TOBA: Thoroughbred Owners and Breeders Association
Owner Education

Common Medications and Injections

Listed below are some common medications and injections you may find on your veterinary bill and their approximate cost. The costs are estimates and actual costs will vary greatly from track to track.

Adequan: a common anti-arthritic medication used to stabilize articular cartilage. It is also used prophylactically to prevent day-to-day loss of cartilage components. Cost: $65 per injection.

Anabolic steroids: an anabolic steroid such as Equipoise is used to improve appetite, repair tissue, promote weight gain and accelerate recovery from disease or injury. Anabolic steroids may cause aggressive behavior in mares or geldings and have adverse effects on the reproductive function of mares and stallions. Cost: $50-$60 per injection.

Banamine (flunixin meglumine): Like aspirin and bute, a nonsteroidal anti-inflammatory drug that is available in injectable and tablet form. It is commonly used to treat colic.

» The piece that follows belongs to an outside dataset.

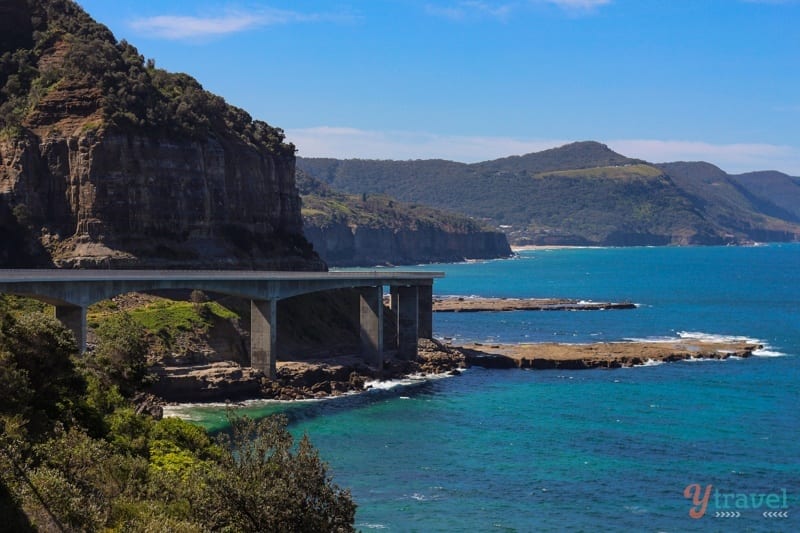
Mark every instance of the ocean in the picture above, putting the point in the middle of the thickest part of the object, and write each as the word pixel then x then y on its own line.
pixel 686 446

Cost: $20 per injection.

Clenbuterol: A bronchodilator used to treat respiratory disease. Its trade name is Ventipulmin. It works by relaxing smooth muscle tissue in the airways, returning constricted air passages to normal size.

Cortisone: a common corticosteroid used to treat joint inflammation. It is injected into the joint and has shown effectiveness and safety in some joint disorders. However, research has shown that using corticosteroids in equine joints sets in motion a destructive cycle. Prolonged use of corticosteriods is considered one of the primary causes of degenerative joint disease or osteoarthritis. Cost: $50-$150 per injection.

De-worming: given at least four times per year. If an oral paste is used, trainers may administer it themselves. Cost: $25-$30 per treatment if administered by a vet.

Flu and Rhinopneumonitis vaccinations: given up to six times per year. Cost: $25-$35 per vaccination.

Furosemide (trade name Lasix): a diuretic used for the prophylactic treatment of exercise-induced pulmonary hemorrhage (EIPH or bleeding), which is believed to work by lowering pulmonary-arterial pressure. Cost: $30-$40 per injection for racing.

Gastrogard (omeprazole): an oral paste used to treat equine ulcers. Cost: up to $50 per day.

Gentamycin: a broad-spectrum antibiotic. Cost: $30-$50 per injection.

Hyalronic Acid: also known as hyalronate or hyalronan, is the natural lubricant in the joints. It is injected into the joint, sometimes with cortisone, to reduce inflammation. Cost: $50-$150 per injection.

Penicillin: an antibiotic. Cost: $15-$20 per injection.

Phenylbutazone (bute): a nonsteroidal anti-inflammatory drug that is available in injectable and tablet form. Cost: $17 per injection or $30 for 100 1-gram pills.

Premarin: an old-style remedy for bleeding which is thought to work by strengthening capillaries. Cost: $70 per injection.

Tetanus vaccination: given annually. Cost: $15-$20.

Vitamin "jug": usually a mixture of vitamins and electrolytes in ½ to 1 liter of fluids administered after strenuous exercise. Cost: $30-$40.